Morocco’s economic growth is expected to increase to 3.3% in 2023 and strengthen further to 3.6% in 2024 and 3.8% in 2025, according to the projections of the Organization for Economic Cooperation & Development.

In its latest report on the North African Kingdom, OECD says a rebound in agricultural production and the services sector, particularly in inbound tourism, will support overall economic activity.

The Al Haouz earthquake did not disrupt the major productive activities in the country, adds the inter-governmental organization, noting that inflation will gradually decline over the next two years, benefiting from easing commodity prices and monetary policy tightening.
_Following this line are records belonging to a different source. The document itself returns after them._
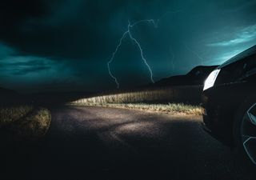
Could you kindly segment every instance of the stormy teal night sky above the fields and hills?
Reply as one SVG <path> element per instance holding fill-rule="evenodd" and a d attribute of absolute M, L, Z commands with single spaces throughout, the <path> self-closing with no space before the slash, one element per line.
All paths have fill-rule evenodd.
<path fill-rule="evenodd" d="M 256 0 L 6 0 L 0 5 L 0 86 L 21 92 L 112 90 L 110 61 L 128 23 L 154 81 L 219 65 L 256 44 Z M 110 70 L 121 88 L 150 83 L 126 36 Z"/>

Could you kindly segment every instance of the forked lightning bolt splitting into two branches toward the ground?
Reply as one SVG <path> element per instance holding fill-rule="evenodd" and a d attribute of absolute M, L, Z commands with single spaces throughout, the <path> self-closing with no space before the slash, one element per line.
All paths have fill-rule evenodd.
<path fill-rule="evenodd" d="M 110 77 L 114 79 L 114 82 L 116 83 L 117 85 L 117 88 L 119 88 L 119 82 L 118 82 L 118 78 L 116 78 L 114 76 L 114 74 L 111 72 L 111 69 L 110 69 L 110 64 L 114 61 L 114 58 L 115 58 L 115 55 L 118 53 L 118 50 L 120 49 L 120 47 L 122 46 L 122 42 L 123 40 L 128 36 L 130 38 L 131 41 L 135 42 L 135 44 L 138 46 L 138 50 L 140 51 L 140 55 L 141 55 L 141 58 L 142 58 L 142 61 L 144 62 L 144 64 L 146 65 L 147 69 L 149 70 L 150 72 L 150 80 L 152 83 L 154 83 L 154 76 L 153 76 L 153 72 L 151 70 L 151 67 L 150 65 L 148 64 L 148 62 L 146 61 L 146 58 L 144 56 L 144 53 L 143 53 L 143 49 L 142 49 L 142 46 L 140 45 L 140 43 L 138 42 L 138 40 L 136 38 L 134 38 L 133 34 L 131 33 L 131 29 L 134 27 L 134 26 L 137 26 L 137 25 L 140 25 L 142 23 L 150 23 L 150 24 L 153 24 L 154 25 L 154 28 L 158 28 L 158 23 L 160 22 L 160 20 L 162 18 L 165 18 L 167 14 L 174 14 L 174 13 L 178 13 L 178 12 L 181 12 L 181 10 L 177 10 L 177 11 L 168 11 L 166 12 L 166 14 L 163 14 L 161 16 L 161 18 L 158 18 L 157 20 L 154 20 L 154 19 L 142 19 L 138 22 L 134 22 L 133 24 L 130 24 L 130 21 L 128 21 L 128 26 L 127 26 L 127 30 L 122 34 L 122 38 L 120 38 L 119 40 L 119 43 L 118 43 L 118 46 L 116 46 L 109 62 L 107 62 L 107 68 L 108 68 L 108 71 L 109 71 L 109 74 L 110 74 Z"/>

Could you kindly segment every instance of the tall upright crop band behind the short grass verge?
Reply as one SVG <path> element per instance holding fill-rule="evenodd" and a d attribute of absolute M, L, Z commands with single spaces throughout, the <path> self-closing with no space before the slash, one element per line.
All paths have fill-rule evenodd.
<path fill-rule="evenodd" d="M 82 98 L 75 101 L 80 104 L 134 103 L 154 102 L 169 103 L 183 102 L 197 104 L 200 102 L 201 86 L 162 87 L 155 90 L 140 90 L 135 92 L 99 95 L 92 98 Z"/>

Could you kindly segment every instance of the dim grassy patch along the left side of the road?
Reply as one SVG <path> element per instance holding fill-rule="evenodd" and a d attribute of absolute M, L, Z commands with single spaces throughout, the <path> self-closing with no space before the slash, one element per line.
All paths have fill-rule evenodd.
<path fill-rule="evenodd" d="M 50 111 L 34 106 L 0 107 L 2 135 L 14 140 L 42 138 L 50 127 Z"/>

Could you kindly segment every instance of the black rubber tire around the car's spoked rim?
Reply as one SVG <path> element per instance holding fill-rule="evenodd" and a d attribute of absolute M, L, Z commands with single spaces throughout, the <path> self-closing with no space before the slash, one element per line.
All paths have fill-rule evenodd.
<path fill-rule="evenodd" d="M 246 115 L 249 112 L 250 108 L 256 106 L 256 96 L 250 96 L 246 98 L 242 105 L 238 108 L 235 116 L 234 116 L 234 126 L 233 126 L 233 136 L 235 143 L 235 156 L 238 158 L 239 162 L 242 164 L 249 165 L 252 167 L 256 167 L 256 157 L 252 158 L 252 155 L 248 152 L 249 150 L 246 148 L 246 143 L 248 143 L 249 136 L 245 136 L 244 133 L 244 124 L 247 123 Z M 256 134 L 256 125 L 255 125 L 255 134 Z M 249 135 L 249 134 L 248 134 Z M 254 139 L 249 139 L 254 140 Z M 256 139 L 255 139 L 256 144 Z M 252 146 L 254 149 L 254 146 Z M 256 152 L 256 148 L 255 148 Z M 256 154 L 255 154 L 256 155 Z"/>

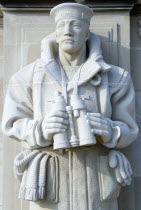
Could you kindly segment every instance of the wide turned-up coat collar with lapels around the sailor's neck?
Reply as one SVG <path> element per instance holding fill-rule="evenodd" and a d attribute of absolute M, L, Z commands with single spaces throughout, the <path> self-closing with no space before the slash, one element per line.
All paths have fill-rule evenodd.
<path fill-rule="evenodd" d="M 48 38 L 46 38 L 46 40 L 43 41 L 43 44 L 46 45 L 46 47 L 44 48 L 47 49 L 48 52 L 42 52 L 42 57 L 39 62 L 39 66 L 42 66 L 44 72 L 48 74 L 48 76 L 58 86 L 61 86 L 61 80 L 62 80 L 61 67 L 55 60 L 52 53 L 55 42 L 55 40 L 53 40 L 54 34 L 52 34 L 52 40 L 50 37 L 51 35 L 49 36 L 49 41 Z M 88 48 L 89 48 L 89 58 L 83 64 L 81 72 L 77 71 L 73 79 L 69 81 L 67 87 L 68 91 L 74 87 L 76 82 L 78 86 L 83 85 L 84 83 L 91 80 L 98 72 L 101 71 L 105 73 L 111 69 L 111 67 L 108 64 L 106 64 L 103 60 L 99 38 L 93 33 L 91 33 L 90 35 L 90 39 L 88 41 Z"/>

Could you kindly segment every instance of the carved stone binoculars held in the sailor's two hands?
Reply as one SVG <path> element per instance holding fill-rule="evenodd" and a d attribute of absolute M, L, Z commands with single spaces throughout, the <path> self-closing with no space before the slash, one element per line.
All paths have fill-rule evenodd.
<path fill-rule="evenodd" d="M 65 132 L 54 134 L 54 149 L 96 144 L 91 126 L 87 123 L 85 117 L 87 114 L 85 102 L 78 94 L 71 96 L 70 106 L 67 106 L 64 96 L 58 92 L 54 97 L 52 108 L 53 110 L 68 113 L 69 117 L 69 132 L 66 130 Z"/>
However, a prolongation of the drought, a slowdown in European demand and commodity price shocks may affect the country’s growth, while the Kingdom’s central bank will continue to ensure that inflation moderates and maintain interest rates at their current level as long as required.

For the OECD experts, the priority structural reforms to boost the country’s growth include stimulating private investment, enhancing women’s labor force participation, and accelerating climate change adaptation measures.

They say that Morocco’s growth has improved this year due to surging domestic consumption, a recovery in agricultural production and the strong performance of services and exports. Transfers to public enterprises and miscellaneous spending have boosted public consumption, and tourism has recovered with the number of arrivals exceeding its pre-pandemic level.

Business confidence is improving with the increase of industrial exports have grown. As Morocco is heavily dependent on imported energy and food products, the moderation of international commodity prices has led to a reduction in energy and food bills, although phosphates exports have been impacted. Exports by the automobile, electronics and textile sectors have performed strongly.

A flexible precautionary credit line of $ 5 billion opened by the IMF was approved in April to offer the country a margin of safety in the event of a severe shock affecting the balance of payments.